Overview
Ingestion is how raw information becomes structured knowledge in your graph. Every conversation, app event, and document goes through a pipeline that extracts entities, identifies relationships, classifies facts by aspect, and links everything into your growing knowledge graph.The Ingestion Pipeline
Raw Input Capture
Information arrives from conversations with the CORE Agent, integration activity (GitHub commits, Slack messages, Linear issues), manual document uploads, or scheduled syncs from connected apps.
Episode Creation
The raw content becomes an Episode - the atomic unit of memory. Original content is preserved as source of truth, metadata is captured (timestamp, source, channel), and labels are applied based on context.
Entity Extraction
CORE identifies all entities mentioned - people, projects, technologies, concepts, companies. Entities are normalized and deduplicated (e.g., “Sarah”, “sarah”, “@sarah” resolve to the same entity).
Statement Extraction
Facts are extracted as structured triples: subject → predicate → object. Each statement is classified into one of 11 aspects (Identity, Preference, Decision, etc.).
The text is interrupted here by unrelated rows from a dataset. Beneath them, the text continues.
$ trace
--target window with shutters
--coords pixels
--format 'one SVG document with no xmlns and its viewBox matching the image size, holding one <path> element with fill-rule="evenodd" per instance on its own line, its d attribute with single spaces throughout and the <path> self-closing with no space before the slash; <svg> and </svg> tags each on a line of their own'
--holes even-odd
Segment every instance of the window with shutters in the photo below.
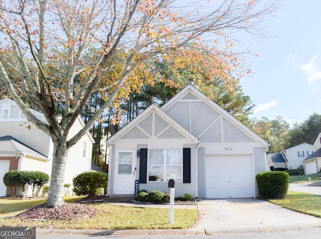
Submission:
<svg viewBox="0 0 321 239">
<path fill-rule="evenodd" d="M 175 176 L 177 182 L 182 182 L 182 161 L 181 149 L 149 150 L 148 181 L 167 182 Z"/>
</svg>

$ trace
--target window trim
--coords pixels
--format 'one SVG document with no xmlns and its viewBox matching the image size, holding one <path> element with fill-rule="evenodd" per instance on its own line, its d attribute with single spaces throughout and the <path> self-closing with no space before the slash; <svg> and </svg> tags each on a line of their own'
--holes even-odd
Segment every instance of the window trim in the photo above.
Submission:
<svg viewBox="0 0 321 239">
<path fill-rule="evenodd" d="M 167 150 L 178 150 L 181 151 L 181 164 L 169 164 L 168 165 L 173 165 L 173 166 L 181 166 L 181 178 L 180 179 L 180 181 L 177 181 L 177 182 L 183 182 L 183 149 L 181 148 L 162 148 L 162 149 L 148 149 L 147 150 L 147 177 L 146 177 L 146 182 L 150 182 L 150 183 L 165 183 L 168 182 L 167 180 L 167 167 L 168 166 L 167 164 Z M 151 150 L 163 150 L 163 165 L 153 165 L 153 164 L 149 164 L 149 155 L 150 152 Z M 163 167 L 163 181 L 149 181 L 149 166 L 162 166 Z M 170 179 L 169 179 L 169 180 Z"/>
</svg>

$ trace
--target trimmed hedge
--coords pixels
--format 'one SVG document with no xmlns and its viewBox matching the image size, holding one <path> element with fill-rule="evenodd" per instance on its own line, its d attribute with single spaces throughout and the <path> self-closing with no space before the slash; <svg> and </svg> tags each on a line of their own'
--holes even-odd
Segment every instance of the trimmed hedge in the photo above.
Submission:
<svg viewBox="0 0 321 239">
<path fill-rule="evenodd" d="M 283 198 L 289 188 L 289 176 L 282 171 L 270 171 L 256 175 L 259 195 L 262 198 Z"/>
<path fill-rule="evenodd" d="M 165 194 L 160 191 L 152 190 L 148 193 L 148 202 L 153 203 L 160 203 L 163 202 L 163 198 Z"/>
<path fill-rule="evenodd" d="M 10 170 L 4 175 L 3 181 L 6 187 L 18 187 L 24 197 L 30 187 L 33 197 L 37 197 L 41 188 L 49 181 L 49 175 L 40 171 Z"/>
<path fill-rule="evenodd" d="M 84 172 L 75 177 L 72 183 L 74 185 L 73 191 L 76 195 L 93 197 L 99 188 L 107 187 L 107 174 L 99 172 Z"/>
<path fill-rule="evenodd" d="M 137 200 L 139 202 L 147 202 L 148 200 L 148 194 L 145 192 L 140 192 L 137 194 Z"/>
</svg>

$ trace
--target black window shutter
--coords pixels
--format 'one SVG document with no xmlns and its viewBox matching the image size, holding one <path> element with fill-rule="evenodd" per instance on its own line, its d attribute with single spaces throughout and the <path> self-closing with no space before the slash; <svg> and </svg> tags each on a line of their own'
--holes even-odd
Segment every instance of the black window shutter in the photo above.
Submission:
<svg viewBox="0 0 321 239">
<path fill-rule="evenodd" d="M 183 149 L 183 182 L 191 183 L 191 149 Z"/>
<path fill-rule="evenodd" d="M 139 183 L 146 183 L 147 149 L 140 149 L 139 151 Z"/>
</svg>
Automatic vs Manual Ingestion
Automatic: Connected integrations feed activity into memory in real-time or via scheduled syncs. Conversations with the CORE Agent are captured automatically. Zero effort - happens in the background. Manual: Tell the agent directly: “Remember this: I prefer using Fastify over Express for APIs because of better TypeScript support.” Or use the MCPmemory_ingest tool from any connected AI agent.